# Rickenbacker releases Lemmy signature bass (Limited 60 pieces!)



## thedarkoceans (Sep 2, 2011)

so guys,Rickenbacker has released a Lemmy signature bass,limited to 60 pieces,at 1795 $.
here everything 'bout the bass.

*Rickenbacker Limited Edition Lemmy Kilmister Signature 4004LK Specs:*



Scale: 33 1/4&#8243;
Body: Walnut
Neck: Maple
Fretboard: Rosewood
Frets: 20
Pickups: Three Rickenbacker Humbuckers
Electronics: Passive
Hardware: Gold
Other Details: Hand Carved Relief, Limited to 60 pieces, Matching Wood Cover Plates
Price: Original retail: $1795; Current: N/A
 PICS TIME!












other pics and shit here:
Bass of the Week: Rickenbacker Limited Edition Lemmy Kilmister Signature 4004LK

tdo.


----------



## SirMyghin (Sep 2, 2011)

wow, 1800? not even that much. Beautiful


----------



## synrgy (Sep 2, 2011)

I'm no Lemmy fan, but that bass looks amazing.


----------



## vampiregenocide (Sep 2, 2011)

Classy as fuck, and for a modest price.


----------



## Guitarman700 (Sep 2, 2011)

Wow, that is amazing.


----------



## TemjinStrife (Sep 2, 2011)

Isn't this the same sig they released for him a few years ago?


----------



## Northern (Sep 2, 2011)

TemjinStrife said:


> Isn't this the same sig they released for him a few years ago?

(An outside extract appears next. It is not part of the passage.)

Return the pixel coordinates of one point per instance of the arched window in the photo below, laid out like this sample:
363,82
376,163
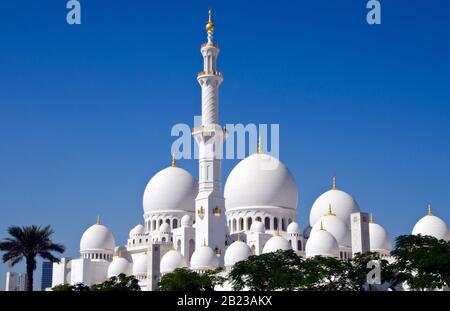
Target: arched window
267,223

This was done in 2000. And they now auction for 10k and up. So much for the reasonable price.


----------



## s_k_mullins (Sep 2, 2011)

Very nice bass, and not a bad price!


----------



## guitarister7321 (Sep 2, 2011)

Only $1795? Not bad for a Hand Carved limited edition.

Edit: Saw that this was from 2000. Was almost sure I saw this a while ago.


----------



## SirMyghin (Sep 2, 2011)

Northern said:


> This was done in 2000. And they now auction for 10k and up. So much for the reasonable price.



Boner..... Gone....


----------



## misingonestring (Sep 2, 2011)

I guess it's too late to say old news?


----------



## TemjinStrife (Sep 2, 2011)

Yeah, that was back during the time when you could get a 4003 for $1k.


----------



## SirMyghin (Sep 2, 2011)

So the days before the 2+ year wait time to even get one orderred to a dealer.


----------